With sqlalchemy 0.9.7, I am trying to store emoji into MySQL 5.5 with utf8mb4 enabled. However, for some reason sqlalchemy is killing my emoji chars and I cannot figure out why. I can see the emoji char in the object before attempting to save the data via sqlalchemy. After the save, an error is thrown and emoji is rendered as ????.
The error is the following. Note it is surrounded by debug messages that output type(post.message)
and post.message
.
--------------------------------------------------------------------------------
DEBUG in __init__ [/mnt/hgfs/crw/dev/hyper/hyper/blueprint/chat/__init__.py:274]:
<type 'unicode'>
--------------------------------------------------------------------------------
--------------------------------------------------------------------------------
DEBUG in __init__ [/mnt/hgfs/crw/dev/hyper/hyper/blueprint/chat/__init__.py:275]:
--------------------------------------------------------------------------------
/mnt/hgfs/crw/dev/hyper/env/local/lib/python2.7/site-packages/sqlalchemy/engine/default.py:436: Warning: Incorrect string value: '\xF0\x9F\x98\x83' for column 'message' at row 1
cursor.execute(statement, parameters)
--------------------------------------------------------------------------------
DEBUG in __init__ [/mnt/hgfs/crw/dev/hyper/hyper/blueprint/chat/__init__.py:277]:
<type 'unicode'>
--------------------------------------------------------------------------------
--------------------------------------------------------------------------------
DEBUG in __init__ [/mnt/hgfs/crw/dev/hyper/hyper/blueprint/chat/__init__.py:278]:
????
--------------------------------------------------------------------------------
My code looks like:
Base = declarative_base()
post = Table('post', Base.metadata,
Column("id", Integer, primary_key=True),
Column("message", UnicodeText),
Column("created_at", DateTime),
Column("updated_at", DateTime),
)
mapper(Post, post)
Is there any other setup I need to do to make this work?
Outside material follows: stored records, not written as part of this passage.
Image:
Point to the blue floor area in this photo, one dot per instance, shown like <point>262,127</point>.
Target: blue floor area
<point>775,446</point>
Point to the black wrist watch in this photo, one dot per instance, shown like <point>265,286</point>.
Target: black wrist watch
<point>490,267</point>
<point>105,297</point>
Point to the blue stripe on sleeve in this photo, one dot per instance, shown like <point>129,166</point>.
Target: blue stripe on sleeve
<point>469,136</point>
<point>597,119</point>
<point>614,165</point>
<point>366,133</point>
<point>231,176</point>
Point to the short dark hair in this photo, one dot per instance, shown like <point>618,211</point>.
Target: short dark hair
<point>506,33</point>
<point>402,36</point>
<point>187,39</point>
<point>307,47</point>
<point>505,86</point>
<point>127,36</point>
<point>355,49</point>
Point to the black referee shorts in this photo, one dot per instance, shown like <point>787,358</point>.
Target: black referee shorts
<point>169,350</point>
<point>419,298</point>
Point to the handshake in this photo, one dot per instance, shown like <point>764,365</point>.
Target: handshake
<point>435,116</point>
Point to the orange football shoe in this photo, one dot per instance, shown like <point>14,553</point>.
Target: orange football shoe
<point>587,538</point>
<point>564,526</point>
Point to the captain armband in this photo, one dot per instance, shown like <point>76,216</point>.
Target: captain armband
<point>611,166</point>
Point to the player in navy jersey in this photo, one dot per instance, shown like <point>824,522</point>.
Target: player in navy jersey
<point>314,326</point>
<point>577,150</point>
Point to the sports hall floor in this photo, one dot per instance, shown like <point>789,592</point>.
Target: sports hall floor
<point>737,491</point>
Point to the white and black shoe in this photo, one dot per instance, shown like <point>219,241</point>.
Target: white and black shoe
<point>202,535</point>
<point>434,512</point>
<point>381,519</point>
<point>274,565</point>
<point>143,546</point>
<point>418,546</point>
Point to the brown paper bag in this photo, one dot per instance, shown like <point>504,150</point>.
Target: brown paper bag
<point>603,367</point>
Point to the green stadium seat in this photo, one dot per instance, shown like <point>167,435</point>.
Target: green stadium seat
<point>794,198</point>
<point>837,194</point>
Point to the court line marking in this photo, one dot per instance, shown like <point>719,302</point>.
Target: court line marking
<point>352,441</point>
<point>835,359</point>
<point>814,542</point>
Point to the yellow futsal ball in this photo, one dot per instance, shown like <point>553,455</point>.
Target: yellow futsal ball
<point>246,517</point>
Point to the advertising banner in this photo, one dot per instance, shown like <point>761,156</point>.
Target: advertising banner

Update: If I do the following:
Base = declarative_base()
post = Table('post', Base.metadata,
Column("id", Integer, primary_key=True),
Column("message", UnicodeText),
Column("created_at", DateTime),
Column("updated_at", DateTime),
mysql_engine='InnoDB',
mysql_charset='utf8mb4'
)
mapper(Post, post)
I get the following:
--------------------------------------------------------------------------------
DEBUG in __init__ [/mnt/hgfs/crw/dev/hyper/hyper/blueprint/chat/__init__.py:274]:
<type 'unicode'>
--------------------------------------------------------------------------------
--------------------------------------------------------------------------------
DEBUG in __init__ [/mnt/hgfs/crw/dev/hyper/hyper/blueprint/chat/__init__.py:275]:
--------------------------------------------------------------------------------
--------------------------------------------------------------------------------
DEBUG in __init__ [/mnt/hgfs/crw/dev/hyper/hyper/blueprint/chat/__init__.py:277]:
<type 'unicode'>
--------------------------------------------------------------------------------
--------------------------------------------------------------------------------
DEBUG in __init__ [/mnt/hgfs/crw/dev/hyper/hyper/blueprint/chat/__init__.py:278]:
????
--------------------------------------------------------------------------------
No error, but it is still obliterating the emoji. What is going on?!
Update 2:
Changing the database URI being called from:
mysql+mysqldb://user:pass@localhost/datab?charset=utf8
To
mysql+mysqldb://user:pass@localhost/datab
Fixed the problem. sqlalchemy threw an error when I tried to use charset=utf8mb4&use_unicode=0
. But is that wise? According to http://docs.sqlalchemy.org/en/rel_0_9/dialects/mysql.html#module-sqlalchemy.dialects.mysql.mysqldb, it is not! Would love any feedback on this solution.